2 Comments / 2 Comments

  1. The Egyptian GDP: What’s that mean?

    Jewish Israel has a per capita Gross Domestic Product (GDP) of 30,000 dollars a year. (And atheistic “Jewish” Israelis still label traditional religious Israeli Jews studying in yeshivot as “parasites”.)

    In contrast, Egypt has 80 million people with a per capita GDP of 6,000 dollars a year. What’s that mean?

    The total Egyptian pie (GDP) is pretty small. If you went ahead and divided it up equally, each person would receive at most 6,000 dollars per year. So if you are a poor, illiterate Egyptian with ten kids, then your family would get $72,000 a year. And if you are a doctor with two kids, then your family would get $24,000 per year. Obviously, that simple distribution system has never been tried, and never will be.

    Let’s go to another extreme, and say you want to maximize the number of people who make $100,000 a year. For every person you reduce the $6,000 per year to just $1,000 per year, you get $5,000. It would then take twenty people to give a single person $100,000 per year. That means if 5% of the people are given $100,000 a year, then the remaining 95% have to live on just $1,000 a year. And since half the people in Egypt really live on just two dollars a day ($730 per year), that begins to approximate the current actual situation.

    Five percent of eighty million people is 4 million. Cairo alone has eight million people. If the entire 4 million earning $100,000 per year live in Cairo, that leaves the other 4 million people living in Cairo earning just $1,000 per year, and the entire 72 million people living outside of Cairo will all make just $1,000 per year.

    Get it? It is simply hopeleless. Egypt has too many people, too little land to grow its own food, no industry, few natural resources, and no hope of improving its situation.

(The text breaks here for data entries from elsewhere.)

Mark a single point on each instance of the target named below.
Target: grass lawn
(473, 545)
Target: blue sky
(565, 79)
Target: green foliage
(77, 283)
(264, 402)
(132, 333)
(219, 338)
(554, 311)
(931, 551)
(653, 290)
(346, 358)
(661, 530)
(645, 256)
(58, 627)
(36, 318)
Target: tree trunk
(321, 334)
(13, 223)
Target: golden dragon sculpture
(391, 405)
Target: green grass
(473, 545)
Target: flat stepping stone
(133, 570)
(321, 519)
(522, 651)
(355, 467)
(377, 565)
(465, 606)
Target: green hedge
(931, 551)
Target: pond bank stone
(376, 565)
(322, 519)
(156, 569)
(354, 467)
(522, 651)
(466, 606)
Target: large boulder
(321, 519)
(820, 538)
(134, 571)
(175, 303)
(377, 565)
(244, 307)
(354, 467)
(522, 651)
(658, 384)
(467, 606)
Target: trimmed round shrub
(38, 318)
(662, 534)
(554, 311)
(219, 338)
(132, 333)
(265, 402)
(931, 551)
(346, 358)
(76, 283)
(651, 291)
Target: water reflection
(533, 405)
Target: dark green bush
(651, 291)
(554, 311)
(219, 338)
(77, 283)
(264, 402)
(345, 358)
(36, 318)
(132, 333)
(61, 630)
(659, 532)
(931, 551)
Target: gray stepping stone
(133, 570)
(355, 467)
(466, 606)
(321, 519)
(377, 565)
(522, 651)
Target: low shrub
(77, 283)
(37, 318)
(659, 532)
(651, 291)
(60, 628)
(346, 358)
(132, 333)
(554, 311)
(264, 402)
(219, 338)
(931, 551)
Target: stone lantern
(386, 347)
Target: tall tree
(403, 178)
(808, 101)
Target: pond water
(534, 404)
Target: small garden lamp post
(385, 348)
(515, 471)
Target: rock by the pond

    But, of course, you will never hear that analysis from the utopian liberals.

  2. Egypt: It’s the poor and stupid, stupid!

    1. Half of the eighty million Egyptians live on two dollars a day.
    2. One third of the eighty million Egyptians cannot read and write.
    3. With so many people, Egypt simply does not have enough to go around, and never will.
    4. The prospect of a prosperous western-style democracy arising is nil.
    5. The emergence of a failed state like Somalia is a possibility.
    6. The most likely scenario is the replacement of one type of brutal dictatorship by another (either religious, military, or secular).
    7. Brutal dictatorship might be the only workable form of government in a third world country like Egypt. The guys at the top distibute the limited amount of national wealth among themselves, their families, and their cronies, and pay off the security forces to suppress the poor unwashed masses.

    So what else does anyone expect? They have too many people, too little land, and no prospects. And as has been famously said, “You can’t make a good chicken salad out of bad chicken droppings.”